During the afternoon of Wednesday, October 30th, the Rangoon entered the Strait of Malacca, which separates the peninsula of that name from Sumatra. The mountainous and craggy islets intercepted the beauties of this noble island from the view of the travellers. The Rangoon weighed anchor at Singapore the next day at four a.m., to receive coal, having gained half a day on the prescribed time of her arrival. Phileas Fogg noted this gain in his journal, and then, accompanied by Aouda, who betrayed a desire for a walk on shore, disembarked.

Fix, who suspected Mr. Fogg’s every movement, followed them cautiously, without being himself perceived;

while Passepartout, laughing in his sleeve at Fix’s manoeuvres, went about his usual errands.

The island of Singapore is not imposing in aspect, for there are no mountains; yet its appearance is not without attractions. It is a park checkered by pleasant highways and avenues. A handsome carriage, drawn by a sleek pair of New Holland horses, carried Phileas Fogg and Aouda into the midst of rows of palms with brilliant foliage, and of clovetrees whereof the cloves form the heart of a half-open flower.

Pepper plants replaced the prickly hedges of European fields;

sago-bushes, large ferns with gorgeous branches, varied the aspect of this tropical clime; while nutmeg-trees in full foliage filled the air with a penetrating perfume. Agile and grinning bands of monkeys skipped about in the trees, nor were tigers wanting in the jungles.

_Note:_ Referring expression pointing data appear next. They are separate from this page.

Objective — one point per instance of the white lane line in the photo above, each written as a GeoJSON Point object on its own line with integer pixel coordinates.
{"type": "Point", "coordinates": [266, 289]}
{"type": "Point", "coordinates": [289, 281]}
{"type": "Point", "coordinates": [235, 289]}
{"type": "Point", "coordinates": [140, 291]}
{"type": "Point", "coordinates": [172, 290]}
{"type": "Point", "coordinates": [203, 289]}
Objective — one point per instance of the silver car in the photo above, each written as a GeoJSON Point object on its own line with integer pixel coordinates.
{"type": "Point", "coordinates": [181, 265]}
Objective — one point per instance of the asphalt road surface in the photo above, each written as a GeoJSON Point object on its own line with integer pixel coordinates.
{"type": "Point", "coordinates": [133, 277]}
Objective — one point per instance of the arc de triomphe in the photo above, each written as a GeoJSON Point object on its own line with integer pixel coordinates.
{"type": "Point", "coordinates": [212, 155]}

After a drive of two hours through the country, Aouda and Mr. Fogg returned to the town, which is a vast collection of heavy-looking, irregular houses, surrounded by charming gardens rich in tropical fruits and plants; and at ten o’clock they re-embarked, closely followed by the detective, who had kept them constantly in sight.

Passepartout, who had been purchasing several dozen mangoes—a fruit as large as good-sized apples, of a darkbrown colour outside and a bright red within, and whose white pulp, melting in the mouth, affords gourmands a delicious sensation—was waiting for them on deck. He was only too glad to offer some mangoes to Aouda, who thanked him very gracefully for them.

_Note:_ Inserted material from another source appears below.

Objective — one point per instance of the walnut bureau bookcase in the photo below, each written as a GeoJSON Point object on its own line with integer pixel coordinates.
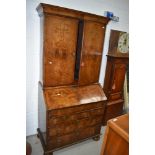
{"type": "Point", "coordinates": [71, 101]}
{"type": "Point", "coordinates": [117, 65]}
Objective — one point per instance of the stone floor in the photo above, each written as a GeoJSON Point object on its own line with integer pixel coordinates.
{"type": "Point", "coordinates": [88, 147]}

At eleven o’clock the Rangoon rode out of Singapore harbour, and in a few hours the high mountains of Malacca, with their forests, inhabited by the most beautifully-furred tigers in the world, were lost to view. Singapore is distant some thirteen hundred miles from the island of Hong Kong, which is a little English colony near the Chinese coast. Phileas Fogg hoped to accomplish the journey in six days, so as to be in time for the steamer which would leave on the 5th 2 of November for Yokohama, the principal Japanese port.

Both Towle’s translation and Verne’s original have the 6th, but the correct date is the 5th. The reason will be explained in the next footnote.—J.M.